Fanny Bay artist Judi Wild was a graphic designer in Edmonton when she began working on what would become the most important painting of her career.
Little did she know at the time, she was painting a picture of a saint.
The year was 1991. Wild was an Edmonton Telephones employee. She said the work – and the words – of Mother Teresa is what inspired her to create the painting.
“Of course there was always the total admiration of her inner strength and also her tireless work in the streets of Calcutta (her call within a call),” Wild said, after some thought. “But the artist in me first had the desire to paint her because of her age and my artist’s fascination with the mature character lines in her face and hands. Each fold in her beautiful face tells a story of dedication and love, and her hands define her hard work. I have always had a love for old people – and used to teach them art and listen to their words of wisdom.”
It was not only the physical attributes Wild found inspiring.

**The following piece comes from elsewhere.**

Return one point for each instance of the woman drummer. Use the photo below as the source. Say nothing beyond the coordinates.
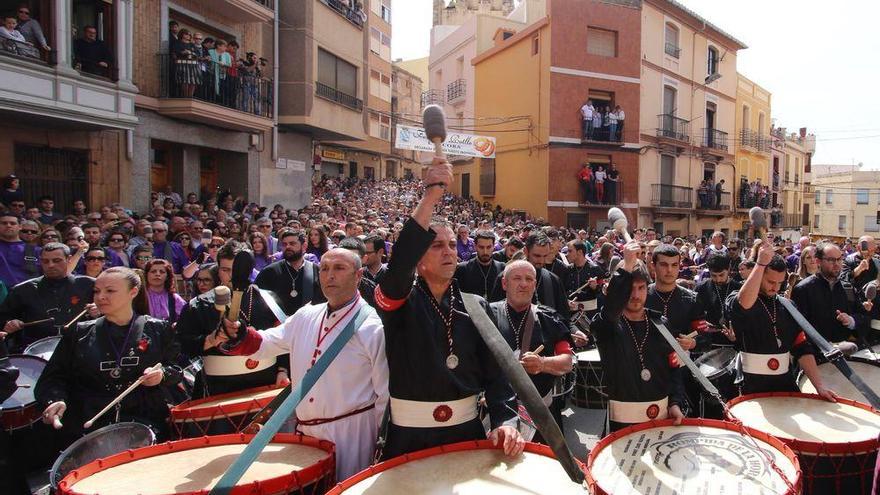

She also admires Mother Teresa’s teachings.
“I think it’s her sayings – I agree with her philosophy,” said Wild. “I’m not Catholic, but I am spiritual. And it’s her expressions, her philosophies of life. I agree with everything.”
She said she felt a further connection to Mother Teresa as her canvas creation progressed.
“When I started doing the painting, it was like a spiritual growth for me.”
Wild said it took 300 hours to complete the painting, but it went extremely smoothly.
“Usually, I have one little part where I have so much trouble, one little tiny part of a painting that I will really struggle with. But no. Not this time. It was 300 hours of just bliss. It just absolutely flowed.”
Wild said it was almost like there was some divine intervention with the process in creating the 28 x 40” artwork – and even with the eventual sale of the painting.
“That was one of those pivotal moments that they talk about,” said Wild. “I had a gallery at West Edmonton Mall, and a customer came in and saw the painting and said ‘I have a buyer for you.’ It was at a time I was really struggling. I was close to going back to work (as a graphic designer). So I reluctantly gave her up… it turns out, it really did save my career.
“And it went to the best home ever. It was a doctor, who has delivered 25,000 babies. He was such a kind, kind soul.”
Dr. Fawzy Morcos, an obstetrician in Edmonton, purchased the painting. Morcos was revered by many for his breakthrough approaches to parenthood. His hospital (Edmonton Misericordia) was the first in Canada to adopt a “rooming in” policy for mothers and babies, and he also piloted a revolutionary hospital-based midwifery program.
Wild was to have met Mother Teresa shortly after the completion of her painting, but plans fell through.
The painting can be seen at various locations in the Comox Valley, including the chapel at The Views, and at Christ the King Catholic Church.
The print at The Views was not always in the chapel. When current chaplain, Brian Ducedre, came to St. Joseph Hospital, in 2003, the painting was hanging in his office.
“I really loved the painting, but what bothered me was that so few people actually had the opportunity to see it,” said Ducedre. “Being in my office, it wasn’t really in plain view for a lot of people to appreciate. So, I think it was around 2009, I moved the painting into the old chapel. The painting was there for a number of years, until the chapel was decommissioned.”
Once construction of the new chapel was complete, the painting was moved to its current location, just inside the chapel doors.
“People love it. People love looking at Mother Teresa and just talking about the different characteristics of who she (was) as a person, and how they experienced her in their own lives and spiritual journeys.
“I think a lot of times, why people are so attracted to Mother Teresa is because of her compassion,” Ducedre added. “Her compassion was so evident in everything that she did in caring for people, that we are all naturally attracted to her.” Wild said seeing the painting at The Views is especially pleasing to her, as her “biggest fan” is a resident there.
“My mother is presently living in residential care at The Views. I notice the interesting faces of the well-cared for elderly residents when I visit and wonder about their life-stories, as they smile back at me. I remember Mother Teresa’s words ‘One smile can change the world.’ ”
Mother Teresa was officially canonized on Sept, 4, as St. Teresa of Calcutta.
Fr. Marek Paczka, the priest at Christ the King Catholic Church, said the canonization of Mother Teresa sends an important message.
“I would say that maybe the Church is trying to show through the example of Mother Teresa that maybe we should not focus too much on ourselves, but direct our attention and our work to others. Not only is she a saint because of her great work and her love of the poor, but I think the church is trying to tell us, look at Mother Teresa. She lived like we all should.”
She has been recognized by the Vatican as having performed two miracles – both of which involved curing cancer patients.
In celebration of the canonization of St. Teresa of Calcutta, as well as the 25th anniversary of the original painting, Wild is re-releasing prints on canvas giclée. The painting can be seen at Whyte’s Framing & Gallery (1225 Lazo Road, Comox).